At Ben Wittes’s request, I’ve put up a post on Lawfare reflecting on the things I got wrong in the days after 9/11. I can’t pretend it’s much of an apology. Here’s the gist:
First, I misread the willingness of the press and the Pulitzer committee to stop celebrating disclosures of classified information. A few years later, two New York Times reporters Eric Lichtblau and James Risen, were actually awarded a Pulitzer for blowing the secrecy of the Bush administration anti-terror wiretap program. given the doubts about its legality, that’s understandable. But the same two reporters, along with the Times itself, shortly thereafter disgraced themselves by disclosing a secret Treasury Department program that tracked terrorist finances — a disclosure they made despite a complete lack of either scandal or illegality.

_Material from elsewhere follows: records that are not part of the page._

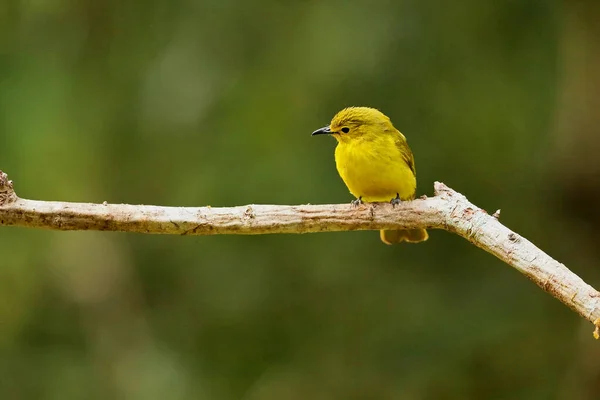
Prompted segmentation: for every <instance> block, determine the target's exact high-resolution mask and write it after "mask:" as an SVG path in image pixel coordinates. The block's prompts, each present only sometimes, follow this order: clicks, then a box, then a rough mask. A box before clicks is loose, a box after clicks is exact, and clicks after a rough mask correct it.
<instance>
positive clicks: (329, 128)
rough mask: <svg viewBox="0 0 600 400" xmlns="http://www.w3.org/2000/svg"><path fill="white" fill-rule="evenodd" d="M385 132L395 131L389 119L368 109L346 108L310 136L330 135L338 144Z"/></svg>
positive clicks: (377, 134) (337, 114) (365, 137)
mask: <svg viewBox="0 0 600 400" xmlns="http://www.w3.org/2000/svg"><path fill="white" fill-rule="evenodd" d="M387 131H395V128H394V126H393V125H392V122H391V121H390V119H389V118H388V117H387V116H386V115H385V114H383V113H382V112H381V111H379V110H377V109H375V108H370V107H348V108H344V109H343V110H342V111H340V112H338V113H337V114H336V115H335V116H334V117H333V119H332V120H331V123H330V124H329V125H328V126H325V127H323V128H321V129H317V130H316V131H314V132H313V133H312V135H313V136H314V135H325V134H327V135H332V136H333V137H334V138H336V140H337V141H338V142H348V141H352V140H355V139H358V138H363V139H364V138H368V137H369V136H376V135H379V134H382V133H384V132H387Z"/></svg>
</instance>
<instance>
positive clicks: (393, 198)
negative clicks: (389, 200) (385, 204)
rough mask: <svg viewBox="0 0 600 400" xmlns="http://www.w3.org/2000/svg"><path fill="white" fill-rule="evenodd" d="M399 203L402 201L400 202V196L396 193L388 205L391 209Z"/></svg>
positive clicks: (394, 206) (401, 201)
mask: <svg viewBox="0 0 600 400" xmlns="http://www.w3.org/2000/svg"><path fill="white" fill-rule="evenodd" d="M400 203H402V200H400V195H399V194H398V193H396V197H394V198H393V199H392V200H390V204H391V205H392V207H396V206H397V205H398V204H400Z"/></svg>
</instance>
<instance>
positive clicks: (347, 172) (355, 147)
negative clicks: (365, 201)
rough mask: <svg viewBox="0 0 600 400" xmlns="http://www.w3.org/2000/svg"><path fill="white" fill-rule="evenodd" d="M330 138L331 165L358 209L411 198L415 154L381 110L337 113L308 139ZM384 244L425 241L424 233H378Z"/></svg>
mask: <svg viewBox="0 0 600 400" xmlns="http://www.w3.org/2000/svg"><path fill="white" fill-rule="evenodd" d="M324 134H327V135H332V136H333V137H334V138H335V139H336V140H337V141H338V144H337V146H336V148H335V164H336V167H337V170H338V173H339V174H340V176H341V177H342V180H343V181H344V183H345V184H346V186H347V187H348V190H350V193H352V194H353V195H354V196H355V197H356V200H354V201H353V202H352V203H353V204H355V205H358V204H360V203H362V201H363V200H364V201H367V202H384V201H385V202H388V201H389V202H391V203H392V204H393V205H396V204H399V203H400V201H402V200H411V199H413V198H414V197H415V190H416V189H417V178H416V170H415V161H414V158H413V154H412V152H411V151H410V148H409V147H408V143H407V142H406V138H405V137H404V135H403V134H402V133H400V131H398V130H397V129H396V128H394V125H392V122H391V121H390V119H389V118H388V117H387V116H386V115H385V114H383V113H382V112H381V111H379V110H376V109H374V108H369V107H348V108H345V109H343V110H342V111H340V112H338V113H337V114H336V115H335V116H334V117H333V119H332V120H331V123H330V124H329V126H325V127H323V128H321V129H317V130H316V131H314V132H313V133H312V135H313V136H314V135H324ZM380 236H381V240H382V241H383V242H384V243H386V244H393V243H400V242H403V241H406V242H411V243H417V242H422V241H424V240H427V238H428V237H429V236H428V235H427V231H426V230H425V229H410V230H394V231H389V230H382V231H381V232H380Z"/></svg>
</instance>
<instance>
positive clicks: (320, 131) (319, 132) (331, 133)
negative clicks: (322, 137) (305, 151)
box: [311, 126, 333, 136]
mask: <svg viewBox="0 0 600 400" xmlns="http://www.w3.org/2000/svg"><path fill="white" fill-rule="evenodd" d="M332 133H333V132H331V129H329V127H328V126H324V127H322V128H321V129H317V130H316V131H314V132H313V133H312V135H311V136H315V135H331V134H332Z"/></svg>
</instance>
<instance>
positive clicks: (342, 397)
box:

The second thing I got wrong was thinking that the press still mattered in the same old way. I thought that the only way to influence the national conversation about terrorism was to persuade the editors of the Times to expand their Circle of Respectable Opinion to include a greater concern for security. Instead, the months after 9/11 created massive demand for independent bloggers who were willing to highlight stories and analyses that the press was filtering out. And so began a hemorrhage of readers, a loss of indispensability, that would fatally undercut the hold that mainstream media had on the national attention.
In an odd way, the two errors are connected. Because the mainstream media didn’t take its loss of influence well. In fact, it acted like a country parson who begins to deliver fire and brimstone sermons as his flock starts to dwindle. Remember the New York Times’s endless campaign in 2002 against the Augusta Country Club for, um, something or other? Its attack on Bush’s antiterror programs was part of that same doubled-down bet. But the mix of self-righteousness and flop sweat that infected the Times gradually forced anyone with views to the right of Manhattan’s Upper West Side to look elsewhere for news judgment.